Once the Titans defeat Trigon, Donna, Hawk, Dove and Kori go their separate ways while Grayson takes the kids – Garfield, Rachel and new Robin Jason Todd – with him back to Wayne Manor, where he has a heart-to-heart conversation with his former mentor Bruce Wayne (played by Game of Thrones’ Iain Glen). The former partners clear the air and Grayson tells Bruce that he needs to get past the anger he had and try to live a happy life. In San Francisco, the former home of his team of Titans.

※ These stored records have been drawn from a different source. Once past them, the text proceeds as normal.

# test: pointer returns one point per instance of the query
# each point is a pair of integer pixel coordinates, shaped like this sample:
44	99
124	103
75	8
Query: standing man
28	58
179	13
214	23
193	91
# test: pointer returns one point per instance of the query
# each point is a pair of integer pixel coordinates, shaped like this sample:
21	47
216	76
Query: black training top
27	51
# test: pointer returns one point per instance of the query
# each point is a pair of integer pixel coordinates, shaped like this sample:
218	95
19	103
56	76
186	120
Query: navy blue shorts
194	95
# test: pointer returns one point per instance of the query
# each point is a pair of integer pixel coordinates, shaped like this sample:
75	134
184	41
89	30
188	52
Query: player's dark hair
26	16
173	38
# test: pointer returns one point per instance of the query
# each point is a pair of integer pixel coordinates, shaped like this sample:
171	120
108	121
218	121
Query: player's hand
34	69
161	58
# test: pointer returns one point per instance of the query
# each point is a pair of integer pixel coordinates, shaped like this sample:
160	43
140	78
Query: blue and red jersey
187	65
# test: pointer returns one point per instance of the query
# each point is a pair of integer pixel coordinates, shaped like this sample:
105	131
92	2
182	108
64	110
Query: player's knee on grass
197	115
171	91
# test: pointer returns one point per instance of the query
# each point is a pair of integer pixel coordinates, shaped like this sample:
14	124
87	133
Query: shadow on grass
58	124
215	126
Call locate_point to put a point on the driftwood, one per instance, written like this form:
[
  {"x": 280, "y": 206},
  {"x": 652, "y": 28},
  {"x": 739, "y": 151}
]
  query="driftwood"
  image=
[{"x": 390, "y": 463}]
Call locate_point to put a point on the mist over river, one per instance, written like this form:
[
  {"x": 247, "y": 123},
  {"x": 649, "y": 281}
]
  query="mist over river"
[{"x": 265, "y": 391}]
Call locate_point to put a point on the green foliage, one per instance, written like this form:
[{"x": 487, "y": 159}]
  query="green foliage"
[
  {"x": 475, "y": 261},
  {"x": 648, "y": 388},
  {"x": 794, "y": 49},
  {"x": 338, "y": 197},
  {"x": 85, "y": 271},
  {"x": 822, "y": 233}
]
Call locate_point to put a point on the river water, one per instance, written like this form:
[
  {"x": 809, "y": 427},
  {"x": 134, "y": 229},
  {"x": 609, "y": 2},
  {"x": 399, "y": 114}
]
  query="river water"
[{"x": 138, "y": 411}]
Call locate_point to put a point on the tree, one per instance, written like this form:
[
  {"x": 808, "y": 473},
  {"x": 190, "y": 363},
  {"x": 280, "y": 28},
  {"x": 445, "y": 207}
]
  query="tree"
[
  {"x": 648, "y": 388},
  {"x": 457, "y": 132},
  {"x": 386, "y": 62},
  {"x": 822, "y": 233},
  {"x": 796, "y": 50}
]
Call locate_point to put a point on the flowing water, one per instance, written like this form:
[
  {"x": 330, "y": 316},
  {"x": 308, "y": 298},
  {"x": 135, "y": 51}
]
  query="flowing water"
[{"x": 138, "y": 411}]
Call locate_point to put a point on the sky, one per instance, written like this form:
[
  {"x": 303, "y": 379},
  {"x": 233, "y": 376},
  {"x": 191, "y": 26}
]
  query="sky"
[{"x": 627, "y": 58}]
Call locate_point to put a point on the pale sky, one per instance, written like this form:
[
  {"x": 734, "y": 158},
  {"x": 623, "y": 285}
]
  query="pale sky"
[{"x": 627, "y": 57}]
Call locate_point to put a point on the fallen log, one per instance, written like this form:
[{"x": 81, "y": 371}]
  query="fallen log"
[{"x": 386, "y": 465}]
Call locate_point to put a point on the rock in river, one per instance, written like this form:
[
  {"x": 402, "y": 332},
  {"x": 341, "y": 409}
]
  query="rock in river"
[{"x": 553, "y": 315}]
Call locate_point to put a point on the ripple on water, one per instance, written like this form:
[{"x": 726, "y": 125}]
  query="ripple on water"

Grayson takes Gar, Rachel and Jason to their new home and everyone gets a chance to start over.

Before we sign off for the week, though, we get a glimpse at the man who will likely be the Titans’ big bad for the second season: Slade Wilson, Deathstroke.

Wilson had a major run as an important character on ARROW, but Manu Bennett, unfortunately, isn’t reprising the role here. Instead, Esai Morales will take up the mercenary’s sword. Given how well-received Bennett’s interpretation of the character was, it’s a little surprising that producer Greg Berlanti (who also oversaw the Arrowverse) would bring in a new version of Deathstroke. Morales is going to have big shoes to fill here.

The second season of TITANS is off to a promising start. Let’s see if the light its characters all wanted this episode sees through the rest of the season.